FDPEuropäische Union

EU-Bürokratieabbau ist überfällig

Alexander Graf LambsdorffAlexander Graf Lambsdorff lobt die VOrschläge der EU-Kommission zum Bürokratieabbau

Die EU-Kommission hat ein Paket zur Verbesserung der Gesetzgebung vorgestellt. FDP-Präsidiumsmitglied Alexander Graf Lambsdorff hofft, dass Brüssel so in Zukunft nicht mehr synonym für Bürokratie steht. Denn nur so könne bei den Bürgern wieder Vertrauen in die Arbeit der EU wachsen. „Dass die Kommission der Forderung der FDP jetzt nachkommt, ist ein gutes Signal für Europa“, unterstrich der EU-Parlamentarier. Die Vorschläge der Kommission seien längst überfällig, gingen jedoch in die richtige Richtung.

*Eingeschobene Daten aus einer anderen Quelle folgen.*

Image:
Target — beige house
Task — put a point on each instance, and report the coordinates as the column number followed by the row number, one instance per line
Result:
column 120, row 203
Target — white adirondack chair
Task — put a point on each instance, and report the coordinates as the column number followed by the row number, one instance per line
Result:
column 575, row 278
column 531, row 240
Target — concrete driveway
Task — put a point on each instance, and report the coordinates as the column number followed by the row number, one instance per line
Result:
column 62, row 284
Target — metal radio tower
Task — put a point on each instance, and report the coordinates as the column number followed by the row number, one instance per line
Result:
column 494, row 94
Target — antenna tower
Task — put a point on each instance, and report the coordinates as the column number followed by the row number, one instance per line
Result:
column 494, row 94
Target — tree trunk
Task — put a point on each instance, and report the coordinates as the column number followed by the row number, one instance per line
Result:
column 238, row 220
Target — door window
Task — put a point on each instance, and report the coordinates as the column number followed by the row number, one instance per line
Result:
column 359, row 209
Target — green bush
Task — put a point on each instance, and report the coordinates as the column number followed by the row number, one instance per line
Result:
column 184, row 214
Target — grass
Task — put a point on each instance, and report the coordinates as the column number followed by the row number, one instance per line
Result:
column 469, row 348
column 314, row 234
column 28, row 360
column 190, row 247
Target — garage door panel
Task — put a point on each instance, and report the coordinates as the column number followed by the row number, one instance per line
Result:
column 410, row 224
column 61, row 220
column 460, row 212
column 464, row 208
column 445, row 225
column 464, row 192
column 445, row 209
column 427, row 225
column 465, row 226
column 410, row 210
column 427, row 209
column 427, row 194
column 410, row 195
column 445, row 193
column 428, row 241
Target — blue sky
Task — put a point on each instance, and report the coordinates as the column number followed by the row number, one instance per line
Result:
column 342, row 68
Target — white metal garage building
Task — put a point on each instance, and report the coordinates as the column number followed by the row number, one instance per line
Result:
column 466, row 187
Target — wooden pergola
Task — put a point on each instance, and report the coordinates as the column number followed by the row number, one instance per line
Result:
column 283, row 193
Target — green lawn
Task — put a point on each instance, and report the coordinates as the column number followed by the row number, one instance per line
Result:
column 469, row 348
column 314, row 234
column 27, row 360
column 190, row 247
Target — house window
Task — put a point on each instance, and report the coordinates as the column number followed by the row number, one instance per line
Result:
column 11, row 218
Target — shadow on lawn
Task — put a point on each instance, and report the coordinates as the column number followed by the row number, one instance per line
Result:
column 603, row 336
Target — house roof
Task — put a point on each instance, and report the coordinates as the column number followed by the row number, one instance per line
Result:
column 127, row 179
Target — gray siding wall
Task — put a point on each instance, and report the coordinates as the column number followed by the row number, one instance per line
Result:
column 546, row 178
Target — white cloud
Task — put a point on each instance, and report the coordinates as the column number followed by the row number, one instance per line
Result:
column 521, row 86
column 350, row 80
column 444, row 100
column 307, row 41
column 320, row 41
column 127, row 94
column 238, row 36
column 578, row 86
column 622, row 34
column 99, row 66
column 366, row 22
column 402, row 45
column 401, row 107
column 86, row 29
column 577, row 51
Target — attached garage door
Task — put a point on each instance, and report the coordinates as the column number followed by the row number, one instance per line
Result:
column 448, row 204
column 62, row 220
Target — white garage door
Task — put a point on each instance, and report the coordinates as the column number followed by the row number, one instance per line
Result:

Beim Thema Bürokratie sei weniger mehr, unterstrich Lambsdorff. „Allerdings bleibt noch viel zu tun.“ Um die Kosten von europäischen Gesetzesvorhaben abschätzen zu können, müsse ein unabhängiger Normenkontrollrat eingesetzt werden. Er stellte klar: „Überflüssige Regulierungen wie die Ökodesign-Richtlinie müssen abgeschafft werden.“ Vor allem kleine und mittelständische Unternehmen müssten noch stärker entlastet werden. Der Vorschlag der Freien Demokraten: Die regulatorischen Kosten für Unternehmen bis 2020 um 20 Prozent zu senken.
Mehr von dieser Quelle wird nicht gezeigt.